Scusi l’insistenza, ma che significa intendere la giustizia sul piano umano?
La giustizia è rappresentata con tre simboli bellissimi ma profondamente ambigui: una bilancia (che potrebbe essere truccata), una spada (che rischia di non essere usata solo per assicurare il potere da attacchi indebiti) e una benda. Quest’ultimo simbolo ricorda che la giustizia è cieca perché non guarda in faccia a nessuno: è un segno di uguaglianza, ma proprio per questo rischia di essere ingiusta, perché non vede le persone. I latini dicevano: summum ius summa iniuria.
E quando la giustizia va a braccetto col potere?
In effetti, la giustizia ha bisogno del potere, ma anche il potere ha bisogno di giustizia, perché se la legge è uguale per tutti non deve essere che non tutti siano uguali per la legge.
Guardando alla nostra storia più o meno recente, ci vuole più misericordia o più giustizia?
Guardi, ho fatto il Ministro della Giustizia nel primo governo Prodi in un tempo ormai lontanissimo: direi, ante Cristum natum. Bene, i problemi che ho provato a risolvere sono uguali o quasi, anzi peggiorano: pensi al tema di giustizia e sicurezza e alla mancata collaborazione tra intelligence europee sugli attentati di Parigi e Bruxelles o alle indagini sulla tortura per Regeni. Lei mi chiede se ci voglia più misericordia o giustizia. Io mi interrogo: si può torturare il sospetto terrorista per sapere dove ha messo le bombe? Che significa “a ciascuno il suo”? Ricordiamo che queste parole erano scritte anche all’ingresso di Buchenwald…
Il legislatore, in questo momento, lavora per la giustizia?
Possiamo dire che, sul piano umano, il legislatore sta lavorando, ma che il suo lavoro è molto difficile. Molto c’è da fare. Penso, ad esempio, a tutti i problemi non solo per assicurare una giustizia più rapida per tutti, visto che una giustizia ritardata è come una giustizia negata, ma penso anche all’enorme problema delle carceri, delle condizioni di umanità della pena. Intendiamoci: non si tratta di domande ed esigenze di misericordia, ma di domande ed esigenze di giustizia.
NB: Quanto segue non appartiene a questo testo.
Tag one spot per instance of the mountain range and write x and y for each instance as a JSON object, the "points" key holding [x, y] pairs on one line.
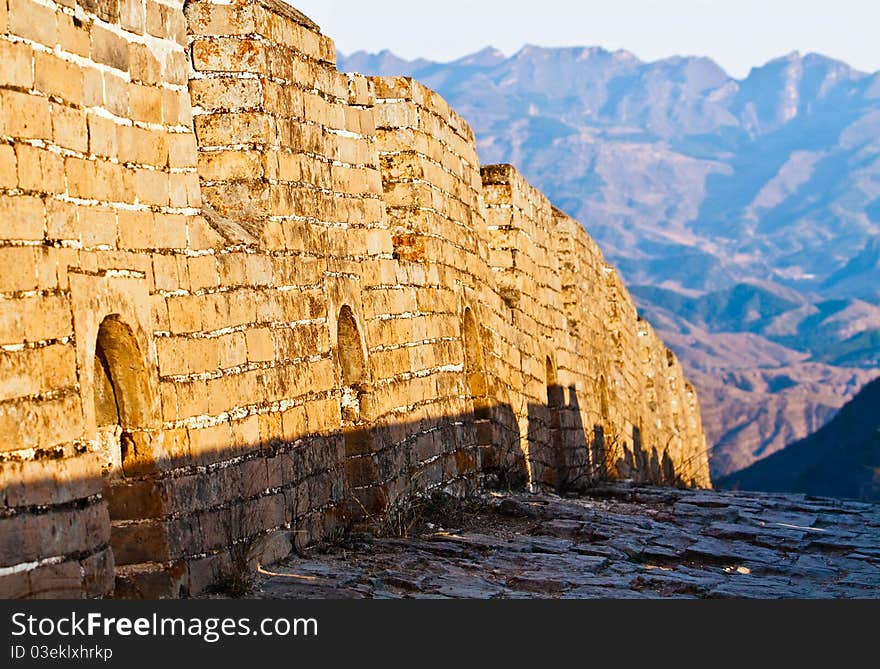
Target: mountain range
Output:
{"points": [[743, 213], [842, 459]]}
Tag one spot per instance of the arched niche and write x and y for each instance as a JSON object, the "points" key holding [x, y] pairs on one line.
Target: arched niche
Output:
{"points": [[361, 473], [122, 403]]}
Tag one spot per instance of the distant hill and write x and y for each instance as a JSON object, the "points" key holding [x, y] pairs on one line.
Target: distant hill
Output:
{"points": [[745, 213], [842, 459]]}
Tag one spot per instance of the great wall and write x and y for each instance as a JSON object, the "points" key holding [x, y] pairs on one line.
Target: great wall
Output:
{"points": [[246, 299]]}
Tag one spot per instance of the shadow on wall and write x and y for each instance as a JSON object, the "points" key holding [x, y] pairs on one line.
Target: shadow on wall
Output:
{"points": [[172, 527], [155, 517]]}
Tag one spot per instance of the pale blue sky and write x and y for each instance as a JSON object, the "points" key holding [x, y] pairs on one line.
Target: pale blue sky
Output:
{"points": [[736, 33]]}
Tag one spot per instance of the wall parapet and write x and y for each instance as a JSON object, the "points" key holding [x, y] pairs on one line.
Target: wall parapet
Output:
{"points": [[247, 299]]}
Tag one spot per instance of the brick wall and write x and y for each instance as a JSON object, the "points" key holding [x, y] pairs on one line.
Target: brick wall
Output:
{"points": [[246, 300]]}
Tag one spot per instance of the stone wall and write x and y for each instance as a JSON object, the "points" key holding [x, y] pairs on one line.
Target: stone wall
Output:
{"points": [[247, 300]]}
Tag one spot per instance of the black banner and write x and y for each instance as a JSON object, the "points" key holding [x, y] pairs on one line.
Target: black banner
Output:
{"points": [[234, 632]]}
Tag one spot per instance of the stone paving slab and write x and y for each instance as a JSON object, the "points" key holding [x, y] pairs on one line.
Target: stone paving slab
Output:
{"points": [[620, 541]]}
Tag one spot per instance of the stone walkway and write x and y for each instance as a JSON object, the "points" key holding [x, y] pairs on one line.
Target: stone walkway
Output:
{"points": [[619, 542]]}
Poi, ripeto, al di là e al di sopra della giustizia, deve poter intervenire quella che dal punto di vista umano chiamiamo solidarietà, fraternità – la chiama così la nostra Costituzione – mentre dal punto di vista del nostro credo, la chiamiamo misericordia.
A proposito, proprio in questi giorni il Governo lavora alle modifiche della Costituzione, fatto salvo il referendum del prossimo autunno: cosa pensa a tal riguardo?
Il tema è troppo complicato per approfondirlo in questa sede. Nondimeno, posso dirle che, a mio avviso, la Costituzione italiana non è un dogma e può essere cambiata. Solo che, per riscrivere la Costituzione, occorre prima rileggerla, perché molte delle domande a cui si pensa di poter rispondere riscrivendo la Costituzione, in realtà, trovano già risposta in una interpretazione della Costituzione.
Torniamo al punto di partenza. Parlava di giustizia ecologica: e la tecnologia?
Sul rapporto tra un’ecologia che stiamo distruggendo e una tecnologia sempre più imperante ci sarebbe molto da dire. Certo è che la predica di san Francesco era piena di poesia e aveva per uditorio dei passerotti cinguettanti e rispettosi. Quella di papa Francesco, nella Laudato si’, mi pare avere per destinatari degli uccelli rapaci che non si sa se l’ascoltino.